Ultimately, it was a very tight play but the right call was made. It hurts for everyone. It hurts Finland and their fans, it hurts the profile of the game, and it hurts the officials(!) Even when the right call is made, the officials still carry it with them for a long time.

For those who have asked: Yes, IIHF rules also call for the Finnish player to be penalized for goalie interference. However, IIHF Rule 99 does not permit penalties to be assessed via video review. If it wasn’t called by the referees on the ice, it cannot be called."

- Stu17


Take your homer glasses off
BorjeFan4Ever
Location: not the BigSmoke anymore
Joined: 10.29.2007

Apr 16 @ 12:36 PM ET
could have just said "officials blew it"

the outcome being what it was... there should be an asterik in the stats.

Stu17
Los Angeles Kings
Location: If its Brown flush it down!, CA
Joined: 10.15.2013

Apr 16 @ 12:42 PM ET
Take your homer glasses off
- RoloTahmasee

seems the same can be said in your direction.
DeuceNine
St Louis Blues
Location: STL, MO
Joined: 08.11.2006

Apr 18 @ 11:42 AM ET
I think this whole thing got looked at again, because deep down the refs knew that wasn't a trip. I know it "wasn't reviewable," but I also know refs will convene and change their minds, using it as justification for a subsequent ruling.
powerenforcer
Chicago Blackhawks
Location: Mt. Prospect, IL
Joined: 09.24.2009

Apr 21 @ 12:58 PM ET
Stewy - I have a question about St. Louis' first goal of the game on Saturday. If you watch the clip from the right of the goalie (in which you see the ref in the corner) as soon as the puck falls from the crossbar to the ice, the ref is pointing to the goal.
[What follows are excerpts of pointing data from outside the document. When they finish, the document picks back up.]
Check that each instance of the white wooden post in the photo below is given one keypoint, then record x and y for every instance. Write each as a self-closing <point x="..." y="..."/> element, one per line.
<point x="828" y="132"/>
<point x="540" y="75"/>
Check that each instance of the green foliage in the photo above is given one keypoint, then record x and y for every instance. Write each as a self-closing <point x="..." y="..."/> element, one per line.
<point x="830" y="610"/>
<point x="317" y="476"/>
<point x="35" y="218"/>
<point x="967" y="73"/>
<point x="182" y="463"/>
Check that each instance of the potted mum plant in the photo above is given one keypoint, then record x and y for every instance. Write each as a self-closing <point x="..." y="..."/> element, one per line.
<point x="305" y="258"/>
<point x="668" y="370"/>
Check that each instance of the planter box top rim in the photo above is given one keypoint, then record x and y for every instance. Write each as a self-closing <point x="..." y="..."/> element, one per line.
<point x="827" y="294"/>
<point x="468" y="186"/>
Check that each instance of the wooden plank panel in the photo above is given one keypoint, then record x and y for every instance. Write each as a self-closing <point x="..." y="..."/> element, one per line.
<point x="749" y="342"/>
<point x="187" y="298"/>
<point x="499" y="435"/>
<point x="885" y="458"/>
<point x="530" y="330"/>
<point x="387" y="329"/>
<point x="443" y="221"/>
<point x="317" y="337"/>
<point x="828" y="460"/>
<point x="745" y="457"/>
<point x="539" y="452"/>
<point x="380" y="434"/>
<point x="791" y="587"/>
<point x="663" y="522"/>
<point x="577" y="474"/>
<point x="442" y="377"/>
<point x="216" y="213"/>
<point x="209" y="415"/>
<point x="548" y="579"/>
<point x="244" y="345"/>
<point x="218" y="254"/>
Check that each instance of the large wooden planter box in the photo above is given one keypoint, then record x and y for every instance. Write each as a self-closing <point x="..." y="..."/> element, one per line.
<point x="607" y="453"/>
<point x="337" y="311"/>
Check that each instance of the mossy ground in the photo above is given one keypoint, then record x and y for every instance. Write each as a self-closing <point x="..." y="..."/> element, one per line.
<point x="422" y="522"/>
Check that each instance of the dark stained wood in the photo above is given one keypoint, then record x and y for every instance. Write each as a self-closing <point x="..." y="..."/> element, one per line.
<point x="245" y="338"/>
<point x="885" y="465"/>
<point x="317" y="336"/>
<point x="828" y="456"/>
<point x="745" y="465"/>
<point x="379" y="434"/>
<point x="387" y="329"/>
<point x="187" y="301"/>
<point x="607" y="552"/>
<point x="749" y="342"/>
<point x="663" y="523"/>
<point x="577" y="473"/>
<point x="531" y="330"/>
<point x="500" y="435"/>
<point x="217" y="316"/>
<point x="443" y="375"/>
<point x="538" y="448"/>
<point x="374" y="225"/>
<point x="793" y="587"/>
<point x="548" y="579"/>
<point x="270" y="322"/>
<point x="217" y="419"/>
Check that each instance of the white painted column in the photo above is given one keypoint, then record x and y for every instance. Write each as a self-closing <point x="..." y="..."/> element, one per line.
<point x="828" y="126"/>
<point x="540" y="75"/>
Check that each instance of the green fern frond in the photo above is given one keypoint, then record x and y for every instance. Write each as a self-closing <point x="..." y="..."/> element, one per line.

Isn't that a sign that the ref called it a goal at that time, and the play technically should have been stopped at that point (much like the intent to blow the play dead)? If the ref had integrity, shouldn't he have called the play a goal on the initial shot, with Winnipeg allowing a challenge (which would have been successful?
Antilles
St Louis Blues
Joined: 10.17.2008

Apr 23 @ 8:48 AM ET
Stewy - I have a question about St. Louis' first goal of the game on Saturday. If you watch the clip from the right of the goalie (in which you see the ref in the corner) as soon as the puck falls from the crossbar to the ice, the ref is pointing to the goal. Isn't that a sign that the ref called it a goal at that time, and the play technically should have been stopped at that point (much like the intent to blow the play dead)? If the ref had integrity, shouldn't he have called the play a goal on the initial shot, with Winnipeg allowing a challenge (which would have been successful?
- powerenforcer


No, for a couple reasons. First, the intent to blow rule doesn't say that play has ended when the referee decides to blow the whistle, it says the referee is allowed to decide play had stopped when they decided to blow their whistle, not that they have to. It's written as a judgement call.

Second, and more importantly; referee's don't blow their whistle or end play when a goal is scored. They point to the net, but it's actually the off-ice goal judge who turns on the light ending play. The intent to blow rule is irrelevant because it's not the referee's call, it's the off-ice goal judges, and he hadn't stopped play believing a goal was scored.